Key Tools: IV, DiD, panel fixed effects, RCTs, natural experiments.
1.9.5 Philosophical (Humean / Regularity) Definition
Core idea: A cause is something that is regularly followed by an effect.
David Hume’s view: “We may define a cause to be an object, followed by another, and where all the objects similar to the first are followed by objects similar to the second.”
Limitations: Regularity doesn’t distinguish correlation from causation.

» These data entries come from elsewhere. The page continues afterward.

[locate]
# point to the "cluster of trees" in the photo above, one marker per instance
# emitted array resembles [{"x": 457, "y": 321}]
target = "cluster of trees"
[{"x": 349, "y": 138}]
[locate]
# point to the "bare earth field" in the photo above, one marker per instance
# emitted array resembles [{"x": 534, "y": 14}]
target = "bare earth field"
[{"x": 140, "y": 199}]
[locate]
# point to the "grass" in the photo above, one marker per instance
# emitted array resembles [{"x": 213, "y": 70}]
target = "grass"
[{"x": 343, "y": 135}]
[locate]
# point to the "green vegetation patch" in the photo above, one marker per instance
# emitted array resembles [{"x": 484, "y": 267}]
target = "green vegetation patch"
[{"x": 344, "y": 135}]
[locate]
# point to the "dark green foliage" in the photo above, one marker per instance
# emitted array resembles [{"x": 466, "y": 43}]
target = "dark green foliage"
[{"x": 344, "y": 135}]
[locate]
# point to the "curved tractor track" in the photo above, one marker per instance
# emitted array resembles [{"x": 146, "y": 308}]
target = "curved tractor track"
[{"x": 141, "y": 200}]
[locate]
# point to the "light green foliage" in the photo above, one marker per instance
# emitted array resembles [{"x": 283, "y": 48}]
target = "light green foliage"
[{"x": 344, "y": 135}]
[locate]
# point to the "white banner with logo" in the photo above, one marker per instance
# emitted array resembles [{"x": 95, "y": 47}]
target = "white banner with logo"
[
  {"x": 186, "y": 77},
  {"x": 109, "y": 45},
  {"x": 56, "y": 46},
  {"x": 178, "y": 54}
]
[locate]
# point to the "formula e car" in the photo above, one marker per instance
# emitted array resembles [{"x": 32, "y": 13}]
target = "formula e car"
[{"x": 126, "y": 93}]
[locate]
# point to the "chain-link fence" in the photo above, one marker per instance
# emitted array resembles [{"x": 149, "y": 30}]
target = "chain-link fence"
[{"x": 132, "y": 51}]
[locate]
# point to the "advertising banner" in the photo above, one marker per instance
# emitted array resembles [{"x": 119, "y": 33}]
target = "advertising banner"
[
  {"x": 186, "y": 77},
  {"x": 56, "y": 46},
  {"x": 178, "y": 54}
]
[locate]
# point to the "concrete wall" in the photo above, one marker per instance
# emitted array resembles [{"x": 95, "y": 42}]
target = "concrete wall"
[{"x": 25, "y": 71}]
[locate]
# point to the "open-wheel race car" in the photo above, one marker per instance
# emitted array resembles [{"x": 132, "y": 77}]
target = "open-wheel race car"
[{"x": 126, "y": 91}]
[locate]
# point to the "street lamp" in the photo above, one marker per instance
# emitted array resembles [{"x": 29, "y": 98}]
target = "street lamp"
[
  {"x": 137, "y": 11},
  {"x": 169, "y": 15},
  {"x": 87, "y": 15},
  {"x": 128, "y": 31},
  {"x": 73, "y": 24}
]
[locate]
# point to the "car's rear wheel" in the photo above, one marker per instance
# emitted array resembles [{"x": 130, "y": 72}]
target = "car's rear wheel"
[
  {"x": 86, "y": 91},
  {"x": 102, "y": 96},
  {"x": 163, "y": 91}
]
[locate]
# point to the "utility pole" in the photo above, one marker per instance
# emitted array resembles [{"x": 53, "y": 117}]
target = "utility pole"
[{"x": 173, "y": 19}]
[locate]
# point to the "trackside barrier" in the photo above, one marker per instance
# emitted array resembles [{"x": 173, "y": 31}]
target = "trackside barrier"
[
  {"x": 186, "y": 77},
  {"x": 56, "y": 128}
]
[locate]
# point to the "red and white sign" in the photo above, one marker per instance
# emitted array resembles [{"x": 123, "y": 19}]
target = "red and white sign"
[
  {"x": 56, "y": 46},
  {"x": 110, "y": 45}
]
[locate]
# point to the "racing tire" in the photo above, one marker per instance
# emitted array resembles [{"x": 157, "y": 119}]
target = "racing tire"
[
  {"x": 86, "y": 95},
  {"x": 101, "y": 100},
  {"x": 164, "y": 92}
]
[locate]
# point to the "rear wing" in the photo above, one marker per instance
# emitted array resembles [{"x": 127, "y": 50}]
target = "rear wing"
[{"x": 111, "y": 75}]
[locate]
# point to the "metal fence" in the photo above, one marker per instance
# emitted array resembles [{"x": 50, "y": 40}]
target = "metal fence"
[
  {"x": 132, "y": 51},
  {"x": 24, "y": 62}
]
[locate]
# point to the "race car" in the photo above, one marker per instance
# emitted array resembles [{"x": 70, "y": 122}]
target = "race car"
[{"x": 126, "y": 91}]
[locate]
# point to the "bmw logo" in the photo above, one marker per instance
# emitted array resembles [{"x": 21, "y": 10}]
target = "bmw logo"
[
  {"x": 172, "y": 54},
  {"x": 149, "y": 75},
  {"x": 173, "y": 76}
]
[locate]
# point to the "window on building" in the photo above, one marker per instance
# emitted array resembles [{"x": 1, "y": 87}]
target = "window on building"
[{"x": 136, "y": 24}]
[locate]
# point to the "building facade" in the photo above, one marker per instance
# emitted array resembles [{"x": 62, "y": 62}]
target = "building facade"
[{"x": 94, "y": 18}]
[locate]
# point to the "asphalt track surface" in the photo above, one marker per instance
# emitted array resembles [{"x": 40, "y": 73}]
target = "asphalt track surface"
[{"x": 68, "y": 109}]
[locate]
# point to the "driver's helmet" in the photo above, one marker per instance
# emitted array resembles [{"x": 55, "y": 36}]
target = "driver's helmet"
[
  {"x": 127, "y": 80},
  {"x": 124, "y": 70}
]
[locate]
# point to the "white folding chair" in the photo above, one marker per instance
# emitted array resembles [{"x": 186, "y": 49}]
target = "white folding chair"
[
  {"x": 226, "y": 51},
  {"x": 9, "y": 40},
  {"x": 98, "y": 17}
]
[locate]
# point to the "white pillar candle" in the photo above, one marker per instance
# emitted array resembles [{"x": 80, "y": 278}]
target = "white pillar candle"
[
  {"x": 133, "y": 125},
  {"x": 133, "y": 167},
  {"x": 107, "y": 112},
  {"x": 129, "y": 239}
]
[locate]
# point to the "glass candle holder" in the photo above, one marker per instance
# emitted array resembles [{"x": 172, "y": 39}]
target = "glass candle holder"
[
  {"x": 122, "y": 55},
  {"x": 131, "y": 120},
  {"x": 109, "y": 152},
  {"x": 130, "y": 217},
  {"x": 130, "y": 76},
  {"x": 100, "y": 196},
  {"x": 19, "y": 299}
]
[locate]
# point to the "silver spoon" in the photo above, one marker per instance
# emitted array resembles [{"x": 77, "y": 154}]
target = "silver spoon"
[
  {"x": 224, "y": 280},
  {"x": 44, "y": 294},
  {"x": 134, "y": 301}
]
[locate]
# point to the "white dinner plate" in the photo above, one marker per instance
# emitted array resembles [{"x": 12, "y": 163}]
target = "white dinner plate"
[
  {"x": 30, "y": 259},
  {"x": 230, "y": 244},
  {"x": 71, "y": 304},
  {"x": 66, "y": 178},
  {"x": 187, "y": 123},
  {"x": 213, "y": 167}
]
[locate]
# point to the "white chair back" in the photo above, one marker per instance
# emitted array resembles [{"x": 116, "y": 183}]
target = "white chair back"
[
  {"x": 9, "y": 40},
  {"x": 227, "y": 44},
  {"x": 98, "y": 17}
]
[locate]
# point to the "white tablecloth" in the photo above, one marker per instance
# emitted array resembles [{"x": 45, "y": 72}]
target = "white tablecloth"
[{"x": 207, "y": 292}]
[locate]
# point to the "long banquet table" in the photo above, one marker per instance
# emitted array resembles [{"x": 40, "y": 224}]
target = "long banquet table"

1.9.6 Granger Causality (Time Series)
Core idea: In time series, \(X\) Granger-causes \(Y\) if past values of \(X\) improve predictions of \(Y\) beyond past values of \(Y\) alone.
Definition: \(X\) Granger-causes \(Y\) if \(P(Y\_t | Y\_{t-1}, X\_{t-1}) \neq P(Y\_t | Y\_{t-1})\).
Limitation: Not true causality—predictive, not structural.
1.9.7 Summary Table
Definition | Key Idea | Main Advocates | Limitations |
---|---|---|---|
Counterfactual | Compare \(Y(1)\) vs. \(Y(0)\) | Rubin, Neyman | Missing data problem |
Causal Graphs (SCM) | Intervention via “do” operator | Pearl | Requires structural assumptions |
Experimental | Manipulation changes outcomes | Woodward, RCT tradition | Not always feasible |
Econometric | Exogenous variation identifies effects | Haavelmo, Angrist & Pischke | Depends on valid instruments/design |
Philosophical | Constant conjunction / regularity | Hume | Doesn’t separate correlation |
Granger Causality | Predictive precedence in time | Clive Granger | Predictive, not structural |
👉 Bottom line:
- In econometrics, we mostly rely on counterfactuals + exogenous variation (econometric definition).
- In statistics, the Rubin model dominates.
- In computer science/AI, Pearl’s SCM/DAGs dominate.
- In time series, Granger causality is used, but cautiously.